The Least Understood Tax-Advantaged Strategy
- Barry Boscoe
- Jul 10
- 2 min read
Who would have ever considered life insurance to be a tax advantaged strategy? This is not a negative but instead a very positive result. Where can you get an investment that will grow capital gains and income tax deferred, distribute income tax free, and have risk mitigation all under one roof?
Permanent life insurance has the ability to do all three.
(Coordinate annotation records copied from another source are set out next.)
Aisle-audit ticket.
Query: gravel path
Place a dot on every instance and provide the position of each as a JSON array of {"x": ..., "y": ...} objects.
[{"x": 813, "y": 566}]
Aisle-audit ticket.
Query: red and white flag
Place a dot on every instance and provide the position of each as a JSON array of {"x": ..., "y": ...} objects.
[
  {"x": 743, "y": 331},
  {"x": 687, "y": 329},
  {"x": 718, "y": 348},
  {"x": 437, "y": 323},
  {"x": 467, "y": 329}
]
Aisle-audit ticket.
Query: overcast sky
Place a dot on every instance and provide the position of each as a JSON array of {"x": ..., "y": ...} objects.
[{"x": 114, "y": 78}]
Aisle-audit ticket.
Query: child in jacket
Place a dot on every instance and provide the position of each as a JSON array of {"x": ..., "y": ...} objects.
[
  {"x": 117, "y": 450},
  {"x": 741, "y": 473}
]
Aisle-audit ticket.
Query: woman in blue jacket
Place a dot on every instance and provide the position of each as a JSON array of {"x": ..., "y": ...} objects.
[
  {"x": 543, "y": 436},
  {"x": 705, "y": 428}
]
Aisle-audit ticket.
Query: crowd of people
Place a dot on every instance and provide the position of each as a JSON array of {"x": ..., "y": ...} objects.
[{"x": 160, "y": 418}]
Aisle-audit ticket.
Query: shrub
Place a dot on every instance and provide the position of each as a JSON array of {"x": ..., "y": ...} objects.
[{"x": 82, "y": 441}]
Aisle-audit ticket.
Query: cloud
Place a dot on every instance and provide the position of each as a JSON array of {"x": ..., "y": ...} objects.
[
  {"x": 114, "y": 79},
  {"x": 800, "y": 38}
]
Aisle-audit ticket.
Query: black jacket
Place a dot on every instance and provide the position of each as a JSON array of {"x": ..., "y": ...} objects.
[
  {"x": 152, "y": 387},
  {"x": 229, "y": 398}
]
Let’s explore how this unique instrument which has been around for over 200 years is able to do this.
The tax treatment associated with the following investments or strategies is as follows:
Traditional investments: After-Tax Contributions and Taxed Annually on realized gains
Stocks, some bonds and real estate: After-Tax Contributions and Taxed Deferred on unrealized gains
IRA, 401(k): Pre-Tax Contributions and Taxed Deferred on unrealized gains
Roth IRA: After-Tax Contributions and Tax Free
Permanent Life Insurance: After-Tax Contributions and Tax Free
The tax treatment of taking distributions from the various investments are as follows:
Traditional investments: After-Tax Contributions; 53.10% (CA) on Short Term Capital Gains
Stocks, bonds and real estate: After-Tax Contributions; 36.03% (CA) on Long Term Capital Gains
IRA, 401(k): Pre-Tax Contributions; 53.10% (CA) on Short Term Capital Gains
Roth IRA: Post-Tax Contributions; 0% on Gains
Permanent Life Insurance: Post-Tax Contributions; 0% on Gains
The ability to have your assets grow and be distributed tax free is huge. It relieves you of having to try and achieve higher rates of return which in turn allows you to be a little more conservative in your investment strategy and still end up in the same place. Your losses will be lessened with a more conservative approach without harming your overall retirement income.
Risk mitigation or sequence of returns: This refers to the order and timing of poor investment returns and how they impact your retirement savings.
By way of example:
If you earn 50% on your investment and then lose 50%, your average rate of return is 0%, correct?
However, if you start off with an investment of $10,000 and lose 50%, your investment account is now $5,000. If the very next day you earn back 50%, your investment account is now worth $7,500 - a loss of 25%, or a geometric rate of return of negative (13.40%)
As you can see there is a significant difference between an average rate of return and a geometric rate of return which takes into consideration the lost value and is much more accurate. Life insurance will prevent any losses of capital due to market declines thus creating risk mitigation.
So, the bottom line: begin thinking of ways to create tax free retirement income and at the same time reduce your overall market volatility (and risk of loss) in order to have more retirement income.